The west porch finds its natural place between the two towers. The entire aesthetic of these three gates springs from the Flamboyant era: trefoil, curly kale, finials, large gables which cut into the mouldings and balustrades. Pinnacles and recesses embellish the buttresses whilst an entire bestiary appears: monsters, dogs, mysterious figures, gargoyles, and with them a whole imaginary world promoting a religious and political programme. Even though most of the saints statues have disappeared an armorial survives which makes the doors of the cathedral one of the most beautiful heraldic pages imaginable: ducal ermine, the Montfort lion, Duchess Jeanne of France’s coat of arms side by side with the arms of the Cornouaille barons with their helmets and crests. One can imagine the impact of this sculpted decor with the colour and gilding which originally completed it.

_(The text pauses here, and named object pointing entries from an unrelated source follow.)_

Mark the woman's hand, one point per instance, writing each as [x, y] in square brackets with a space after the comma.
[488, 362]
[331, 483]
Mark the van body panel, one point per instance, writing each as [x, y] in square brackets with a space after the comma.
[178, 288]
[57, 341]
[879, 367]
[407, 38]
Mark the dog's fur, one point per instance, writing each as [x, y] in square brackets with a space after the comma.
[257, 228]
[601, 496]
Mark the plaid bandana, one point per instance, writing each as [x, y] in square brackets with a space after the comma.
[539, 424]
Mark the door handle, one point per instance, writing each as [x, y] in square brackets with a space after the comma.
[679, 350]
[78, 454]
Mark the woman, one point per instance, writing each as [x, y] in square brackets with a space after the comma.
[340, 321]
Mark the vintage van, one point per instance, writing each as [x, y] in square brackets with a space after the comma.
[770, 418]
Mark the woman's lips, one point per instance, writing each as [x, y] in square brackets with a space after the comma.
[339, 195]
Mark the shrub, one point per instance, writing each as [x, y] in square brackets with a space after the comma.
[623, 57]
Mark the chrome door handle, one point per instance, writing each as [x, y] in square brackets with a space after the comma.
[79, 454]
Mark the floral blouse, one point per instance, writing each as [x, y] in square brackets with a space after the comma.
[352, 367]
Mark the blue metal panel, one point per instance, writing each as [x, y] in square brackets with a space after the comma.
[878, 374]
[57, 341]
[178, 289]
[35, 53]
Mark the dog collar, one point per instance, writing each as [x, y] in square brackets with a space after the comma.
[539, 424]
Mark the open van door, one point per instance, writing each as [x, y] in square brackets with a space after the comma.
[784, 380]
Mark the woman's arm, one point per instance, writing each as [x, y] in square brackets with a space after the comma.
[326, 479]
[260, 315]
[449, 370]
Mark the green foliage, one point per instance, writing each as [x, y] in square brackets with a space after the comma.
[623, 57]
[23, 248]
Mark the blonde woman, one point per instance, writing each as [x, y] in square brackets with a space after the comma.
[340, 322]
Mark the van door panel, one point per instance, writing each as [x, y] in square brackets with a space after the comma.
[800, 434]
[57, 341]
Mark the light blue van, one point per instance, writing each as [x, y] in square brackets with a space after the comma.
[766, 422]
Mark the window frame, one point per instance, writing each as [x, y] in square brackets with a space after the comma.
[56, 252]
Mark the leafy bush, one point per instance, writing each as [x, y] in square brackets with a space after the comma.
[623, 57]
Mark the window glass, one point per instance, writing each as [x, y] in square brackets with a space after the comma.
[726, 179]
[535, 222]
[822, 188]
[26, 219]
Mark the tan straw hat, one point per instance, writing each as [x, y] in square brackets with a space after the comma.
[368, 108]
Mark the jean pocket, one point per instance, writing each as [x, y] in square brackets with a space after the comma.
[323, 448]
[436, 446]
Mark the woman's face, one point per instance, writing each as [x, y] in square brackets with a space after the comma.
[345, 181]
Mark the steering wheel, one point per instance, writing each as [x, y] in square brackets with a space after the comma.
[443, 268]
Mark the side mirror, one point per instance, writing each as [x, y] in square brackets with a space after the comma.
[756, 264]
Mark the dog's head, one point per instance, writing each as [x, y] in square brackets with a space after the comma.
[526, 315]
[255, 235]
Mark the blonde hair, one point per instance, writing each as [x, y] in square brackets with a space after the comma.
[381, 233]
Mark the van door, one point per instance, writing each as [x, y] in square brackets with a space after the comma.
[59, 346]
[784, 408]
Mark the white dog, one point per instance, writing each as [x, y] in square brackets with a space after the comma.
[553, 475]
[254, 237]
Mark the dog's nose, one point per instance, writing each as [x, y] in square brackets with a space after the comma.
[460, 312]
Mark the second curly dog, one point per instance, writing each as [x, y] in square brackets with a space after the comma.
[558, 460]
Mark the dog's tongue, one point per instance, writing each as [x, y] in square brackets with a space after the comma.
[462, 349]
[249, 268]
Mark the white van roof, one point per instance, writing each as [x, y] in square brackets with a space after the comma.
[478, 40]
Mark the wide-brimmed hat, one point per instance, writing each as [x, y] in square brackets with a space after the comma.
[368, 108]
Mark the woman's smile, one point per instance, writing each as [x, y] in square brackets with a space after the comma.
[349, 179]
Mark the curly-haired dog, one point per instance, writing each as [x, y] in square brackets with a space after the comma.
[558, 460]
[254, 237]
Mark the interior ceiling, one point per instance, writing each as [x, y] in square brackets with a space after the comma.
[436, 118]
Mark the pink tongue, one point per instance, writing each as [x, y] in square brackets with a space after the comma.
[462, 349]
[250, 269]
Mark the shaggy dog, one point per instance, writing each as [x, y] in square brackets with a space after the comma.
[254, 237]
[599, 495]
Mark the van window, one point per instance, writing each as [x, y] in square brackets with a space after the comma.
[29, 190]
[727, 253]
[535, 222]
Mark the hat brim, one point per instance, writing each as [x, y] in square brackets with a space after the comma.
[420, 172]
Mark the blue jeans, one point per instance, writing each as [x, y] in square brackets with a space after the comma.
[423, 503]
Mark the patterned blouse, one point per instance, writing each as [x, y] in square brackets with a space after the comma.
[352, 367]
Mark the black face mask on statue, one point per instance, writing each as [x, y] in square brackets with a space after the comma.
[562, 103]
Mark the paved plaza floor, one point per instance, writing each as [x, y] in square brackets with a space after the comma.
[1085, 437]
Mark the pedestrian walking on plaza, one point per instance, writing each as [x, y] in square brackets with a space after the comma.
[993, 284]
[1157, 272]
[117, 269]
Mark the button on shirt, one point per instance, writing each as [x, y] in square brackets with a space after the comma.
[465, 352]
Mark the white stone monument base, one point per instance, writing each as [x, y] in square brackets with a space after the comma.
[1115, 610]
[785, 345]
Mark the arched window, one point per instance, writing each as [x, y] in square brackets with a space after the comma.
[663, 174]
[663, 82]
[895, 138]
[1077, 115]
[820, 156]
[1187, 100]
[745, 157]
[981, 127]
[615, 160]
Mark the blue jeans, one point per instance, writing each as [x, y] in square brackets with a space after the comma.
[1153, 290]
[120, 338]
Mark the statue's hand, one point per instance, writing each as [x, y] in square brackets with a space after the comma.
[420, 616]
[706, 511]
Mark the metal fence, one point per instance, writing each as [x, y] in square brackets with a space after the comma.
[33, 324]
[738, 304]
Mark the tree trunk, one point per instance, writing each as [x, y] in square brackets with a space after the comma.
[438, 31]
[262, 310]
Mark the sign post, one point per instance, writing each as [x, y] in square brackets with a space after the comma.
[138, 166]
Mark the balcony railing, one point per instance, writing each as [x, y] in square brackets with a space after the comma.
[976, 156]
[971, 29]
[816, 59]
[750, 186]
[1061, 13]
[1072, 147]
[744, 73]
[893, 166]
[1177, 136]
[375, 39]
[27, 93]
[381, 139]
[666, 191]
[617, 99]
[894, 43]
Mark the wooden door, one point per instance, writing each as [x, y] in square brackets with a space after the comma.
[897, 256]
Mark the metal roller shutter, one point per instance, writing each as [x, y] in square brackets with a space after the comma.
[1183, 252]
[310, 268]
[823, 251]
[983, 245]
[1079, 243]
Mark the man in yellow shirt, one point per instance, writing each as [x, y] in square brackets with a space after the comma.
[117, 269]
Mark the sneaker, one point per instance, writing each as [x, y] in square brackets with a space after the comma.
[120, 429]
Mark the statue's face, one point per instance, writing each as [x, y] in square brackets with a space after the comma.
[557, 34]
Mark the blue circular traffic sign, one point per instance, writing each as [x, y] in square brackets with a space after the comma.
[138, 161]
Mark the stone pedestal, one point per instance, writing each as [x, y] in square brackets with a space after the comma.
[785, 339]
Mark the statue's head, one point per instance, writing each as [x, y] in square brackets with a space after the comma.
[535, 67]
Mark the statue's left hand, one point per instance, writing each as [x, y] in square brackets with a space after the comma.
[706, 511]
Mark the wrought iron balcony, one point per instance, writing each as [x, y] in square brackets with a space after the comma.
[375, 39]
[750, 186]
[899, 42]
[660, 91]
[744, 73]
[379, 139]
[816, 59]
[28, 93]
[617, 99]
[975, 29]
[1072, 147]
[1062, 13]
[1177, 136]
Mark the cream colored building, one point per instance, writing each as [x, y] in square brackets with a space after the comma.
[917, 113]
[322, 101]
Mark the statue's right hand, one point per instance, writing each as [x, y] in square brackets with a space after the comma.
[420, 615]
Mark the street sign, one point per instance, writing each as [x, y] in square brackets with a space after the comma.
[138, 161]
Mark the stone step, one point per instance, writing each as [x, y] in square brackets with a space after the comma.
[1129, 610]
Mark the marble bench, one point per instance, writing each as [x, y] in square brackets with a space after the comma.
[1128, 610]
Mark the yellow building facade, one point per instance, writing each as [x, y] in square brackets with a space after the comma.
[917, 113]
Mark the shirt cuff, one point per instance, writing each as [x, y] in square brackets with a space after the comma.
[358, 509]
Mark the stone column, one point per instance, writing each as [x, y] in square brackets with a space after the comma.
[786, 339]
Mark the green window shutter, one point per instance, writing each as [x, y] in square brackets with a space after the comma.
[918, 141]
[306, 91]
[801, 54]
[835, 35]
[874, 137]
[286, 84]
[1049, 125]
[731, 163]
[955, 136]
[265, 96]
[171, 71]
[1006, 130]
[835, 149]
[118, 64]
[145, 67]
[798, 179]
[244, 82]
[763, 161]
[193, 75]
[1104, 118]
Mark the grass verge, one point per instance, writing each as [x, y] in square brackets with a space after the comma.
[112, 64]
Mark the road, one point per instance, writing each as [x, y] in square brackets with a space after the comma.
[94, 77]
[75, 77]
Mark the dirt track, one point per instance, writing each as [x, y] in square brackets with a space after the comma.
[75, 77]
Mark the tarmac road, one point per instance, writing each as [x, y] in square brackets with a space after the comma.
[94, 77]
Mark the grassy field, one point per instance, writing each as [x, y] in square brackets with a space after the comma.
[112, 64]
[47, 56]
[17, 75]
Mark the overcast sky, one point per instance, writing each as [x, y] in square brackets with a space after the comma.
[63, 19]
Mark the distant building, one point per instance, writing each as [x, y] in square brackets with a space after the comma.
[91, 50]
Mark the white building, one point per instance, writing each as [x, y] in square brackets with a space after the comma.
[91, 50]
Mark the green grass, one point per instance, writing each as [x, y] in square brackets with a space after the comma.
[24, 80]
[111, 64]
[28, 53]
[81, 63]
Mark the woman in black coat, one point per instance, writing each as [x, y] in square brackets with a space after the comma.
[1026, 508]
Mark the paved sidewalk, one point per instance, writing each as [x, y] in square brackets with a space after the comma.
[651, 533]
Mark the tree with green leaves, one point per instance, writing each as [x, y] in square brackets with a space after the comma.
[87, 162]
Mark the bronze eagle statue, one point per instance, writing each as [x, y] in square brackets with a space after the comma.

At the start of the 16th century the construction of the spires was being prepared when building was interrupted, undoubtedly for financial reasons. Small conical roofs were therefore placed on top of the towers. The following centuries were essentially devoted to putting furnishings in place (funeral monuments, altars, statues, organs, pulpit). Note the fire which destroyed the spire of the transept cross in 1620 as well as the ransacking of the cathedral in 1793 when nearly all the furnishings disappeared in a « bonfire of the saints ».

The 19th century would therefore inherit an almost finished but mutilated building and would devote itself to its renovation according to the tastes and theories of the day.